= Prazo =

Large leased estate in Portuguese colonial Africa

A prazo (or prazo da coroa) in Portuguese Africa was a large estate leased to colonists, settlers and traders to exploit the continent's resources. Prazos operated like semi-feudal entities and were most commonly established in the Zambezi River valley.

== Definition ==
The prazo was a land grant/lease given in exchange for an annual fixed fee based on laws promulgated by Portuguese kings, such as Afonso V and Manuel I.

== History ==
The existence of the prazos as an institution has been known since the 16th century, but the terms prazo and prazeiro ("prazo owner") only appear in sources from the 18th century onwards, with the estate and their owner before then being called foro and foreiro, respectively.

The leaseholder was required to live on the granted land and could not sell or rent it, although lessees frequently violated that rule. In Tete Province during the 19th century, 32 prazeiros owned 57 prazos. The land grant was not supposed to exceed 500 leagues in length, although most did. In 1677 a system was adopted to attract Portuguese settlers. Vacant prazos were to be granted to "deserving orphan girls or the daughters of crown servants", who would pass the prazo on to her eldest daughter for three generations who married to Portuguese men. At that time the government could retake control or renew the lease.

The prazeiro was allowed to employ Africans (colonos); to raise a private army (often made up of slaves); trade in all commodities; and maintain law and order.
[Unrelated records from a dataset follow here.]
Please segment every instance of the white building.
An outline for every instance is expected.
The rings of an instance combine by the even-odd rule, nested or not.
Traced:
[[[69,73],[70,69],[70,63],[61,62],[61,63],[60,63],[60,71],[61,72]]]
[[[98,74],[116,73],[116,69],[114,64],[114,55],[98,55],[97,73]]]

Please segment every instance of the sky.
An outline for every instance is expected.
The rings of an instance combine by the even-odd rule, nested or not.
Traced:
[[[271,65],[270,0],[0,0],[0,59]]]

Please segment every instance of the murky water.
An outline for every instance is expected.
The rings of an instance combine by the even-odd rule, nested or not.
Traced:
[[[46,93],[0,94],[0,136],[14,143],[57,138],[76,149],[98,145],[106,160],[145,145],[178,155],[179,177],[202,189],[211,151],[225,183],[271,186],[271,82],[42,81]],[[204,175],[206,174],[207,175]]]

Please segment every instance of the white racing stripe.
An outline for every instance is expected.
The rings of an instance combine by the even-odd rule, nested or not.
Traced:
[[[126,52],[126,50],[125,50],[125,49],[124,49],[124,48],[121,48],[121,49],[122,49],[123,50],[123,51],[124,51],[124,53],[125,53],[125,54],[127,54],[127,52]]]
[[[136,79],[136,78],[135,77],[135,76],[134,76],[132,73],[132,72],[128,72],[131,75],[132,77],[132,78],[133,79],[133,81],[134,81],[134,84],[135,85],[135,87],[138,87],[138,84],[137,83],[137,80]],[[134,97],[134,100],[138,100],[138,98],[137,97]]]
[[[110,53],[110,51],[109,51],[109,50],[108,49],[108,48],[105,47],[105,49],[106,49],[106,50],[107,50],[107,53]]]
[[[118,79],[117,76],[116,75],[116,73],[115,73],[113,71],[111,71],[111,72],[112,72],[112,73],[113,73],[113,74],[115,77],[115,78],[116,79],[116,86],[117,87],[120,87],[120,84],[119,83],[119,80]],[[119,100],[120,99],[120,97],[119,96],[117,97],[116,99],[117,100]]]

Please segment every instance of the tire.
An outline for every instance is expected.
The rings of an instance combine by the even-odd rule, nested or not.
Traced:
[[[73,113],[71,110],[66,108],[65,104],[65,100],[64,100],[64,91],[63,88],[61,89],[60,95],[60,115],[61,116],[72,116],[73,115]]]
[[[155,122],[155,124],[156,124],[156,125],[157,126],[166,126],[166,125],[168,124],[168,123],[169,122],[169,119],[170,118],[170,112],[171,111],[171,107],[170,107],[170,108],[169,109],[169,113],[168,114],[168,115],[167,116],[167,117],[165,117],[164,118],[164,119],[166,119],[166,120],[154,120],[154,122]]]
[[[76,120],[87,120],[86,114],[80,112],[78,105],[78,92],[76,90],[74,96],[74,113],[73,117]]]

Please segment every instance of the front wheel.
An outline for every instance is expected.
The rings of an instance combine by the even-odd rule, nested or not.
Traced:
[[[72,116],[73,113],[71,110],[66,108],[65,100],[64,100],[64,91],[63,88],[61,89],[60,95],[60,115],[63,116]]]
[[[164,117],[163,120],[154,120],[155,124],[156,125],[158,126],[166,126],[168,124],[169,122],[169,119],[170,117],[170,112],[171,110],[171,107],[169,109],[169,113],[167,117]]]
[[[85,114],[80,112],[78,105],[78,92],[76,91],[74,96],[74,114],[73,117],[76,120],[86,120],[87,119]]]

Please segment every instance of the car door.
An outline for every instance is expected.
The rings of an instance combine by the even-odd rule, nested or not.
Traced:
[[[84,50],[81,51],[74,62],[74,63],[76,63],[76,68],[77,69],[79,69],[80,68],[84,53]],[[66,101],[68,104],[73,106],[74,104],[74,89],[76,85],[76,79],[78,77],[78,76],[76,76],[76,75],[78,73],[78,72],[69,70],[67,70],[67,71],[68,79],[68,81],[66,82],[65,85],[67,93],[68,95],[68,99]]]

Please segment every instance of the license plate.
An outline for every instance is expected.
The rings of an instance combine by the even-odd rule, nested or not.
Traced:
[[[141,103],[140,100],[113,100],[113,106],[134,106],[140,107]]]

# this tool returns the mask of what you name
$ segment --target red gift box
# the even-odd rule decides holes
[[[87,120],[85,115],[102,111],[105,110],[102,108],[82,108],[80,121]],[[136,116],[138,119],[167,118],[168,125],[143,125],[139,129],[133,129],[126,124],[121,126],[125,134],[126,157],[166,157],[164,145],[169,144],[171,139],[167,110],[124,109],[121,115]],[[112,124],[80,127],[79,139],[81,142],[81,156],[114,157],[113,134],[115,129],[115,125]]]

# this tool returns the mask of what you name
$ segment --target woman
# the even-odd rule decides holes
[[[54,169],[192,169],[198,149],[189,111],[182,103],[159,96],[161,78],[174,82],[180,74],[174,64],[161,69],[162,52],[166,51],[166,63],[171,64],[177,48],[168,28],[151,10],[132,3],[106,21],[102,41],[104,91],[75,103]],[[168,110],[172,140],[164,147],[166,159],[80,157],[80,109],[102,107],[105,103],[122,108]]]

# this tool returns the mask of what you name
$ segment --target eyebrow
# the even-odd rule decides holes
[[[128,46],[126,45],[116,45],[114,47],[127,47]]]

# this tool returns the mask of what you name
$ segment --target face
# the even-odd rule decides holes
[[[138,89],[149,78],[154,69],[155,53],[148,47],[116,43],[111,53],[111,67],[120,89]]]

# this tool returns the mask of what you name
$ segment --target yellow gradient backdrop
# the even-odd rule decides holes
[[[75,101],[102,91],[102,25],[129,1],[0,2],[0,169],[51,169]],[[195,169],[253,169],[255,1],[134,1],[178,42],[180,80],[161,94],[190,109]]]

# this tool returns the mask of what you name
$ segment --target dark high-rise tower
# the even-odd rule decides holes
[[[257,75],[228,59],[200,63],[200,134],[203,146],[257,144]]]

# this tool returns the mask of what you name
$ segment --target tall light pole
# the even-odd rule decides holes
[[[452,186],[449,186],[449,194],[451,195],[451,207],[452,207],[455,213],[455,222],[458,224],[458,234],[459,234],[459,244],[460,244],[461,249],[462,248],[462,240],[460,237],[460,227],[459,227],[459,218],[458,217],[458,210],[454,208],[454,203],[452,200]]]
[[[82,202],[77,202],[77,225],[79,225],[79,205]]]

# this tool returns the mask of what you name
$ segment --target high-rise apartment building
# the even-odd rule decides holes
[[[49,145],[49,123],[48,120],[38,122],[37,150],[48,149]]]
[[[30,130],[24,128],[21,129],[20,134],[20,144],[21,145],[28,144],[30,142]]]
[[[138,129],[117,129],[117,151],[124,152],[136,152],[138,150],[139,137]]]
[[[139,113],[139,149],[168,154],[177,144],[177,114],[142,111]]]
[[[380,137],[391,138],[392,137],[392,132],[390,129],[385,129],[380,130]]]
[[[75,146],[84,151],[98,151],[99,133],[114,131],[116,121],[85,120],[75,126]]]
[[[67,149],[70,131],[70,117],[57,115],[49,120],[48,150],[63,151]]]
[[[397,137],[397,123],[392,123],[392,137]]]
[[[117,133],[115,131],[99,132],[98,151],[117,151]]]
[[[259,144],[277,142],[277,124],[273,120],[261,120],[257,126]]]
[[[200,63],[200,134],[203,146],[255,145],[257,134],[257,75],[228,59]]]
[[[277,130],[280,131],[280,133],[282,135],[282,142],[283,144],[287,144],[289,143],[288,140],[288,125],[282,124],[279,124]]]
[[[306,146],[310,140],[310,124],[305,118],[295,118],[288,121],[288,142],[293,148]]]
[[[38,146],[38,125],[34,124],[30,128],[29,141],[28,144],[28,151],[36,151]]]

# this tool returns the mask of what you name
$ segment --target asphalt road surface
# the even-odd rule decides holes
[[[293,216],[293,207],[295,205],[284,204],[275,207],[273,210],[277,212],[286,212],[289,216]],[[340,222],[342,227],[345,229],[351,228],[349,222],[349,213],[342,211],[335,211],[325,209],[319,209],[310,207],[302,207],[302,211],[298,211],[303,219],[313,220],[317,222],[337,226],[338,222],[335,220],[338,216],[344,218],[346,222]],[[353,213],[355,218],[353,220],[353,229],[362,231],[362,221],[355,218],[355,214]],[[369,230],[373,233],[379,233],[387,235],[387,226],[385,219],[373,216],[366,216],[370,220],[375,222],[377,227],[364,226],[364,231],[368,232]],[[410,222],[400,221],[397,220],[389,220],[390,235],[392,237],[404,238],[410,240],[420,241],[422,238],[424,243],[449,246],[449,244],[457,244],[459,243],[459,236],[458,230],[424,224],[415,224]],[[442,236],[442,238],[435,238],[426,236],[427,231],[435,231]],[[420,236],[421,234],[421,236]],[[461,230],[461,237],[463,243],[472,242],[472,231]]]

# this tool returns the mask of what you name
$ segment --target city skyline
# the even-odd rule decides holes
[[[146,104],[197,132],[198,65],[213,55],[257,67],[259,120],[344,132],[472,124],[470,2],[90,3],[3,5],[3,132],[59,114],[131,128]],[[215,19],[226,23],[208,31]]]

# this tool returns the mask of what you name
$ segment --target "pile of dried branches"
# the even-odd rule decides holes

The Portuguese Crown intended the prazo to guarantee control over the land, stimulate agricultural production, facilitate European settlement, and be a source of revenue for the government, but the system failed in the objectives. Contributions to the failure were rampant absenteeism, violent rivalries between the grantees, the scarcity of Portuguese women, lack of capital, and Africans, of which the latter cause was probably the most important. The prazo system's concepts of female inheritance, three lives, and individual landownership were alien to African traditions. In the 19th century, Portugal often failed to maintain centralized control over the prazos, which shifted between a loyal and a dissident stance towards the Portuguese Crown. For example, one Mozambican prazo was transformed into the anti-Portuguese Macanga Kingdom under the ruler Choutama (Pedro Caetano Pereira) and his son and successor Chissaka.

The government failed in an attempt to reform the system in the mid-19th century. Another attempt was made in the 1890s without result, but the introduction of the concessionaire companies about that time, the 1890 British Ultimatum and the Portuguese Colonial Act of 1930 contributed to the end of the prazo.

==Sources==
- Azevedo, Mario (2003). "Historical Dictionary of Mozambique"
- Eckert, Andreas (2010). "Afrika 1500-1900: Geschichte und Gesellschaft"
- Newitt, Malyn D. D. "The Portuguese on the Zambezi: An Historical Interpretation of the Prazo System". The Journal of African History 10, 1 (1969): 67–85.